Curiosity turned to speculation, but the former Virtue nodded. Leaving his supplies on the low table before the fireplace, he retreated from the room in silence. Samael waited for the click of the door. Then he turned to Seth.

“I don’t think you fully appreciate how tenuous our situation is at the moment,” he said. “Your position here is hardly cemented, Seth. If the Fallen sense weakness—”

Seth vaulted the couch and backhanded him before Samael registered movement. From his new position on the floor against the opposite wall, he put the back of his hand to a split lip and stared up into cold, black eyes. Bloody Heaven, the Appointed became more unhinged by the day. Bloody,
bloody
Heaven.

Settling his back against the wall, Samael rested an arm across one upright knee, keeping a watchful eye out for any more sudden moves. “May I ask what that was for?”

“I’m sick of your lies and half truths, Archangel. I took back my power for you because you said I would have Alex, and now you try to excuse your failure to give her to me.”

“That’s not how the conversation went. I said you could have her, yes, but I never once said I would deliver—”

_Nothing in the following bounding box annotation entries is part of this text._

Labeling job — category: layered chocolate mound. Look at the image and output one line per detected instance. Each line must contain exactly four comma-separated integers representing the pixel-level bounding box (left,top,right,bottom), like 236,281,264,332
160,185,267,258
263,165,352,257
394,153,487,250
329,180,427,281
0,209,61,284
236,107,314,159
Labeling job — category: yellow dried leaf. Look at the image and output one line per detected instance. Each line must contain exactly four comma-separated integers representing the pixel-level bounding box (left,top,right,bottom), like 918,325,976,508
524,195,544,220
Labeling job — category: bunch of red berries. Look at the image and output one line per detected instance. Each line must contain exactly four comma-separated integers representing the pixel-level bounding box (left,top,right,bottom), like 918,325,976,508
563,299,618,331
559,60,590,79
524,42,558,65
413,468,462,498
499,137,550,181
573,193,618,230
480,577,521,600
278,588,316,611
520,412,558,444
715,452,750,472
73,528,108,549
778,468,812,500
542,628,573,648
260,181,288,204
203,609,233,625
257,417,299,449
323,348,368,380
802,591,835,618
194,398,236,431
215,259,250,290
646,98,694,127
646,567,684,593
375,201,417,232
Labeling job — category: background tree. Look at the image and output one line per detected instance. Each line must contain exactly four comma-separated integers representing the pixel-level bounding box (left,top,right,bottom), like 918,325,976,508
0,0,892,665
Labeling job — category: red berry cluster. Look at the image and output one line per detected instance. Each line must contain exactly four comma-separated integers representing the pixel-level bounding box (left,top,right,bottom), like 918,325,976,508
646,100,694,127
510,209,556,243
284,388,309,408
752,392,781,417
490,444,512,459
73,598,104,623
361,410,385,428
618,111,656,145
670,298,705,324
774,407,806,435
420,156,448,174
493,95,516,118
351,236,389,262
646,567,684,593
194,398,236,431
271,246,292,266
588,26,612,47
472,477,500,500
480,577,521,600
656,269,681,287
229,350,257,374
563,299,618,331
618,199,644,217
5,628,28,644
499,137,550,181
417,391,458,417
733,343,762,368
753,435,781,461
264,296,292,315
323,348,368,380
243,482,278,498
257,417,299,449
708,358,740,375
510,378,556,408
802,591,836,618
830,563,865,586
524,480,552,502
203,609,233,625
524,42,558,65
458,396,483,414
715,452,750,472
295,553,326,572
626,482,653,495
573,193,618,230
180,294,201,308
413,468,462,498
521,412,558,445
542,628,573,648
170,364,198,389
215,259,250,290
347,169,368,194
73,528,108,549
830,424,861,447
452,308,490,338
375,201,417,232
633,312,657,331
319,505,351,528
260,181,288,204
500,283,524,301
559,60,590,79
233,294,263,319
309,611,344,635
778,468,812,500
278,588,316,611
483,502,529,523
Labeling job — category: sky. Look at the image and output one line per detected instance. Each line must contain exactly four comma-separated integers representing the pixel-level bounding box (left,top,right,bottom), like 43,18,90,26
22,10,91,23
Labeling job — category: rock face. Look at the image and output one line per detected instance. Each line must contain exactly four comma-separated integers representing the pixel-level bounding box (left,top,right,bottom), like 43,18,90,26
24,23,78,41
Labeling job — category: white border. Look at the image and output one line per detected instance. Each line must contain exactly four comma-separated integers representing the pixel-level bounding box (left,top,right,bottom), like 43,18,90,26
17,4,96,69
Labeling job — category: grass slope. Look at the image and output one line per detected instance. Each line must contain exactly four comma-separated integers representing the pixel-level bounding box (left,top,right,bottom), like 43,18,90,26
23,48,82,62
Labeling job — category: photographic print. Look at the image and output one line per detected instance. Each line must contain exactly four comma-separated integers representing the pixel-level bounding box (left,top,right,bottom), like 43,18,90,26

“Semantics!” Seth spat. “You wanted a ruler? You have one. You want me to lead your war? You give me Alexandra Jarvis. You have three days. After that, if I’m still unable to cross the threshold between the realms myself, I will pull every single Fallen One out of battle and send them after her. Do I make myself clear?”

Out of the father’s madness and into the son’s. Bloody,
fucking
Heaven. Lucifer would have laughed himself sick at the mess Samael had landed himself in. The sooner the Naphil died and they redirected Seth’s attention to where it belonged, the better.

“Perfectly clear, Appointed,” he said. “You’ll have her in three days.”